With the Northern League, the anti-establishment 5-Star Movement and former Prime Minister Silvio Berlusconi's Forza Italia party all to a greater or lesser extent against the euro, around half of Italian voters now support eurosceptic or outright anti-euro parties.
In a European political landscape increasingly populated with insurgent, anti-system parties, Italy's eurosceptic anti-immigrant Northern League is the latest to profit from a groundswell of hostility to the European Union.
The League's 41-year-old leader, Matteo Salvini calls the euro a "criminal currency" and wants to demolish the Brussels consensus that has dominated European politics since the end of World War Two. He is also, at odds with mainstream leaders, an admirer of Russian President Vladimir Putin.
Salvini has become Italy's second-most popular leader since taking over the party, founded in the early 1990s as a separatist movement in the prosperous north of Italy.
Forceful and plain-spoken, Salvini has emerged at the same time as the 39-year-old prime minister, Matteo Renzi, highlighting the generational change shaking up Italian politics since the fall of Silvio Berlusconi in 2011.
He is a friend of Marine Le Pen, leader of France's far-right National Front, and well-disposed to a Russian president who has spurred anger, and economic sanctions, in Brussels over his policies towards pro-Russian rebellion in eastern Ukraine.

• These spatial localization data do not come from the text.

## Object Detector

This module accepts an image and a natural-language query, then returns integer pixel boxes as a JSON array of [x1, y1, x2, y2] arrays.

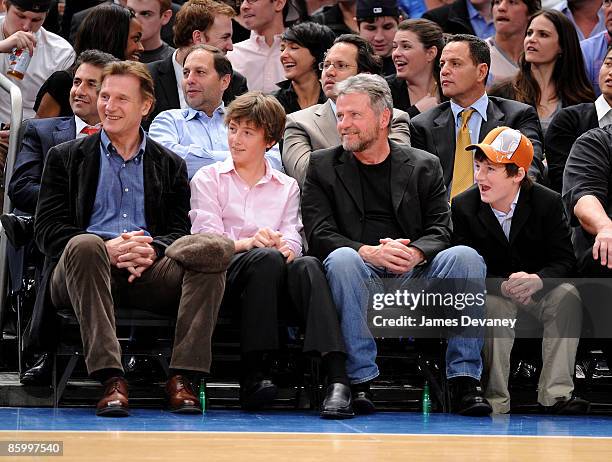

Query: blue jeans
[[323, 245, 486, 384]]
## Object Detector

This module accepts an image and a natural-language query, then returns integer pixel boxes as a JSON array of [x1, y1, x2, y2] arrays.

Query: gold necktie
[[450, 108, 475, 199]]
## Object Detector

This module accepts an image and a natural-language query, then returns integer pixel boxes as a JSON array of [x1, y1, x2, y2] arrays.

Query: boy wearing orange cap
[[451, 126, 589, 415]]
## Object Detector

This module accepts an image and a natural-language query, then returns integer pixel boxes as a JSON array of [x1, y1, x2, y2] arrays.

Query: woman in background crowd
[[490, 9, 595, 134], [35, 4, 144, 118], [272, 22, 336, 115], [386, 18, 445, 118]]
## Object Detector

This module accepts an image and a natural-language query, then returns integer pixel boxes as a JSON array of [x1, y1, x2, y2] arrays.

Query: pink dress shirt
[[227, 32, 285, 93], [189, 157, 303, 257]]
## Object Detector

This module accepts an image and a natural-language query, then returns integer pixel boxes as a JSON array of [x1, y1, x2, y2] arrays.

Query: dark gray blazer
[[410, 96, 546, 188]]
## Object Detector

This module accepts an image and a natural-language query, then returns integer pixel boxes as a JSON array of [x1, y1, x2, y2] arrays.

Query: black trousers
[[223, 247, 345, 355]]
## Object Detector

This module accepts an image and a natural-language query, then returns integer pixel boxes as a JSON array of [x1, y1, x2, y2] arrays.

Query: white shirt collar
[[74, 115, 99, 137], [490, 189, 521, 218], [595, 94, 612, 125]]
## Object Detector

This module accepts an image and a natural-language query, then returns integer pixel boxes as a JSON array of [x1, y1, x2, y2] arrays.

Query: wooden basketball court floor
[[1, 409, 612, 461]]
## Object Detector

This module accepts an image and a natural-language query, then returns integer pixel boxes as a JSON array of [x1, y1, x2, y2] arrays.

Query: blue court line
[[1, 408, 612, 438]]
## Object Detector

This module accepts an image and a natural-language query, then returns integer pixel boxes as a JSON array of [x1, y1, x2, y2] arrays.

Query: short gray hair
[[335, 74, 393, 121]]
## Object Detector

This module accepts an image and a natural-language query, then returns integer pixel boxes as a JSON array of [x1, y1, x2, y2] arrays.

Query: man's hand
[[116, 234, 157, 282], [0, 129, 9, 144], [251, 227, 282, 249], [359, 238, 423, 274], [593, 225, 612, 269], [502, 272, 543, 305], [0, 31, 36, 55], [105, 231, 157, 282], [277, 240, 296, 263]]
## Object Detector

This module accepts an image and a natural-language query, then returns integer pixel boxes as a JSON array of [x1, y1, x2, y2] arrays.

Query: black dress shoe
[[449, 376, 492, 416], [240, 379, 278, 410], [0, 213, 34, 248], [320, 383, 354, 419], [20, 353, 52, 385], [541, 395, 591, 415], [352, 390, 376, 415]]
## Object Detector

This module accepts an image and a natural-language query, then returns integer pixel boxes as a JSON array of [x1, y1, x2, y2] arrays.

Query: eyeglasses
[[318, 61, 357, 72], [605, 0, 612, 7]]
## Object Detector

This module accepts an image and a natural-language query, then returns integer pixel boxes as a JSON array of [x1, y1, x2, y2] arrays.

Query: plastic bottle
[[7, 48, 31, 80], [422, 381, 431, 415], [199, 378, 207, 412]]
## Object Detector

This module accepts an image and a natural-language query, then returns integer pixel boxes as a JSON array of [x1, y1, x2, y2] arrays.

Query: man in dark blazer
[[145, 0, 248, 130], [452, 126, 588, 415], [27, 61, 227, 417], [411, 34, 545, 198], [545, 46, 612, 194], [68, 1, 181, 47], [302, 73, 491, 416]]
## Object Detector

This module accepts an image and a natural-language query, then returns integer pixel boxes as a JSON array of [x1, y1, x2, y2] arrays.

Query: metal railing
[[0, 73, 23, 345]]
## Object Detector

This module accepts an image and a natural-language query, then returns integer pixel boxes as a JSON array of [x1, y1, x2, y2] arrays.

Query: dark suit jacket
[[24, 133, 190, 351], [422, 0, 476, 36], [545, 103, 598, 194], [410, 96, 546, 189], [451, 183, 576, 281], [301, 140, 451, 262], [8, 117, 76, 215], [69, 2, 180, 47], [145, 55, 248, 130]]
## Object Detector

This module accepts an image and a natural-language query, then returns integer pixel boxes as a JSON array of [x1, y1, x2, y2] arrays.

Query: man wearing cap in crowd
[[0, 0, 74, 174], [356, 0, 401, 76], [451, 126, 589, 415]]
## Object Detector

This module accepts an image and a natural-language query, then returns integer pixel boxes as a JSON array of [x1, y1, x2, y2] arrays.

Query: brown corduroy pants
[[50, 234, 225, 376]]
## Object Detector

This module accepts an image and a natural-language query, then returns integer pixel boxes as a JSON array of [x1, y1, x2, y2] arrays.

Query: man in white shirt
[[227, 0, 286, 92], [0, 0, 74, 123]]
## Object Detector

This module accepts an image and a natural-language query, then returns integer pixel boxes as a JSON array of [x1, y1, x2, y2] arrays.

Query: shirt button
[[123, 229, 128, 233], [124, 188, 129, 192], [122, 213, 127, 218], [122, 164, 126, 168]]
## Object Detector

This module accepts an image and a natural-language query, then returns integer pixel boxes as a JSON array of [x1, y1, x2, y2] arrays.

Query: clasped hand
[[105, 230, 157, 283], [248, 227, 295, 263]]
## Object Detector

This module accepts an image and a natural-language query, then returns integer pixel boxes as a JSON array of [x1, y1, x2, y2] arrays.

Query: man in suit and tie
[[8, 50, 117, 216], [546, 45, 612, 194], [28, 60, 227, 417], [283, 33, 411, 188], [411, 34, 545, 200], [145, 0, 248, 130], [302, 73, 492, 416], [452, 126, 588, 414]]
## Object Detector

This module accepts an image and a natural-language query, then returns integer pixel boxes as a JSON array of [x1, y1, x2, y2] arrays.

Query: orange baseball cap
[[466, 126, 533, 172]]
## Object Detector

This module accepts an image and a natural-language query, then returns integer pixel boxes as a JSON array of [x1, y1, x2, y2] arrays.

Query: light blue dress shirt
[[87, 129, 148, 239], [148, 103, 283, 179], [581, 30, 609, 97], [466, 0, 495, 39], [555, 1, 605, 42], [450, 92, 490, 146]]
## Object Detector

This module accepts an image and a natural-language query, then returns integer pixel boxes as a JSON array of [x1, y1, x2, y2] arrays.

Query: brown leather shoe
[[96, 377, 129, 417], [165, 375, 202, 414]]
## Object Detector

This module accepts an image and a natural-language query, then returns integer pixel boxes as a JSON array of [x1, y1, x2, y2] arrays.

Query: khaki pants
[[483, 283, 582, 413], [50, 234, 226, 375]]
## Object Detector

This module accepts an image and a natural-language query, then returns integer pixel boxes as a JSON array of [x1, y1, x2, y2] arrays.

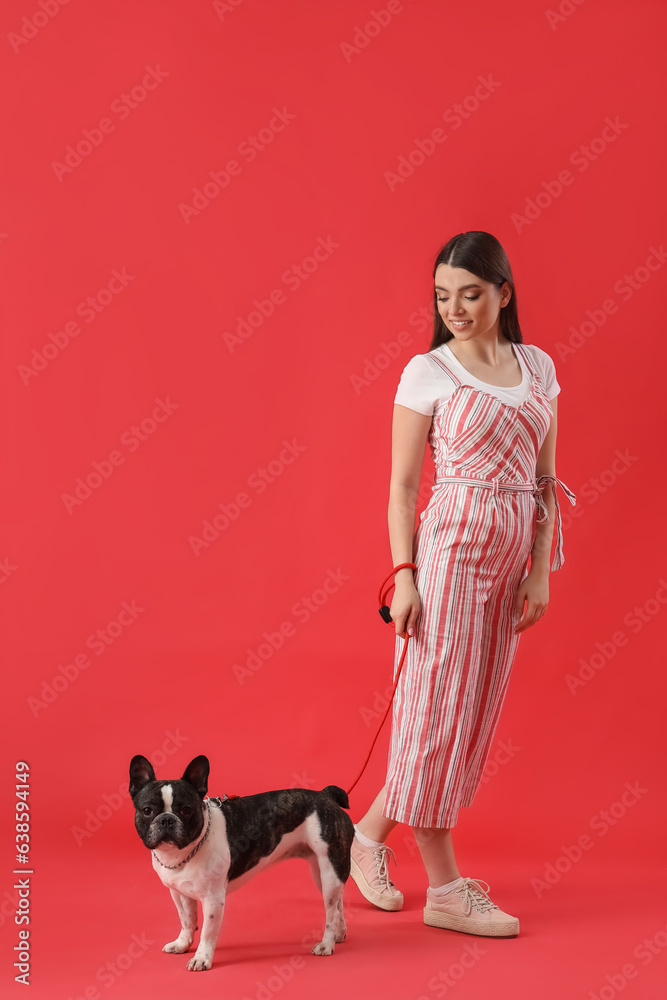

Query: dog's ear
[[182, 756, 209, 797], [129, 755, 156, 798]]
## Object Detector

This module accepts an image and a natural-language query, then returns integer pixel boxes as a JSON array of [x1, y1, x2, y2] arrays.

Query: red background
[[2, 1, 666, 997]]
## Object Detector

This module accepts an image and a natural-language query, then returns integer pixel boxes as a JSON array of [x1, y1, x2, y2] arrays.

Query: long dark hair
[[428, 231, 522, 351]]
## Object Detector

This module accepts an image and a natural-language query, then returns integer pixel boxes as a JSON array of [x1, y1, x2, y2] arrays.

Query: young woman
[[350, 231, 576, 938]]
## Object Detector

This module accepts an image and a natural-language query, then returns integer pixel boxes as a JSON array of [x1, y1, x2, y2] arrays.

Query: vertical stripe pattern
[[383, 344, 572, 828]]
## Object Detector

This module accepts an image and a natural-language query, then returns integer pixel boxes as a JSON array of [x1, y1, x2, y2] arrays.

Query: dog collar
[[151, 800, 212, 870]]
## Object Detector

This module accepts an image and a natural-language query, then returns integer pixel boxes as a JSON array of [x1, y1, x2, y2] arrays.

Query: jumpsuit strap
[[514, 342, 543, 387], [513, 342, 532, 371], [428, 350, 463, 387], [533, 475, 577, 571]]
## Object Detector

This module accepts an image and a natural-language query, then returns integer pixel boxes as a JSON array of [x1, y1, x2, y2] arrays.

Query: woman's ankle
[[355, 819, 386, 841], [355, 816, 398, 844], [428, 874, 462, 892], [354, 825, 385, 848]]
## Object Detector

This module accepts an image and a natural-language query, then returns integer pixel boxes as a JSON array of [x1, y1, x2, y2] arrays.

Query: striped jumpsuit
[[383, 343, 576, 829]]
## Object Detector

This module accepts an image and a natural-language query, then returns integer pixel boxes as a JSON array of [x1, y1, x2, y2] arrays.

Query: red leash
[[346, 562, 417, 797]]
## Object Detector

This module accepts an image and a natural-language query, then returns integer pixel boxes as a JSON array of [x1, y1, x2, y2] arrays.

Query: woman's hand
[[513, 569, 549, 633], [390, 582, 421, 639]]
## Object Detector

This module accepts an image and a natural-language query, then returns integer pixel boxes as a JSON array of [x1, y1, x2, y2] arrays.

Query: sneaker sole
[[349, 858, 403, 911], [423, 907, 519, 937]]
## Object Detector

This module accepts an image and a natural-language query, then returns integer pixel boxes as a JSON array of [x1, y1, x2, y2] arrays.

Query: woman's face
[[434, 264, 511, 341]]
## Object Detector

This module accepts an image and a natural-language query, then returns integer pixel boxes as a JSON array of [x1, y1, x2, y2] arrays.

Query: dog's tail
[[321, 785, 350, 810]]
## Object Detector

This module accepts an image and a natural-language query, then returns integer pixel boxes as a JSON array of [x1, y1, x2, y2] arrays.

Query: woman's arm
[[387, 403, 431, 635], [530, 395, 560, 576], [513, 395, 560, 633]]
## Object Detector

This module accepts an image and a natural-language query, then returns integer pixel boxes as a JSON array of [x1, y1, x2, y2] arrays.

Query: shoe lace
[[455, 877, 499, 914], [372, 845, 398, 890]]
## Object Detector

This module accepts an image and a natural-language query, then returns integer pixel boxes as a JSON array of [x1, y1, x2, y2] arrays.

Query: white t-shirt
[[394, 342, 561, 416]]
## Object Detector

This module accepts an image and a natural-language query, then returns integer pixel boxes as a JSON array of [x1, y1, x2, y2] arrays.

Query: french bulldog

"The Europe of today cannot be reformed in my opinion," he told the foreign press association in Rome. "There's nothing to be reformed in Brussels. It's run by a group of people who hate the Italian people and economy in particular," he said.
Such talk would once have been unthinkable from a mainstream Italian politician but more than six years of economic crisis have fuelled a remarkable surge in anti-European sentiment in the eurozone's third-largest economy.
With the Northern League, the anti-establishment 5-Star Movement and former Prime Minister Silvio Berlusconi's Forza Italia party all to a greater or lesser extent against the euro, around half of Italian voters now support eurosceptic or outright anti-euro parties.
Salvini, who took over as Northern League leader last year after financial scandal brought down party founder Umberto Bossi, has surfed the wave of discontent. He has played down the movement's former regional focus and wants to broaden its appeal into southern Italy, where the crisis has hit hardest.
As well as his opposition to the euro, he says he would introduce a single flat-tax rate of 15 percent, deport illegal immigrants immediately and crack down on crime with tough measures including chemical castration for sex offenders.
Recent polls give the Northern League around 10 percent of the vote and Salvini said polls suggest it could win between 4 and 7 percent of the vote in central and southern Italy. His own popularity was running at 26 percent, behind Renzi on 40.
With the 5-Star Movement beset by infighting and slipping in the opinion polls, he hopes to claim much of the protest vote against the man he mockingly calls "His Majesty Renzi". Fears that his message could alarm Italy's partners or the financial markets are dismissed unceremoniously.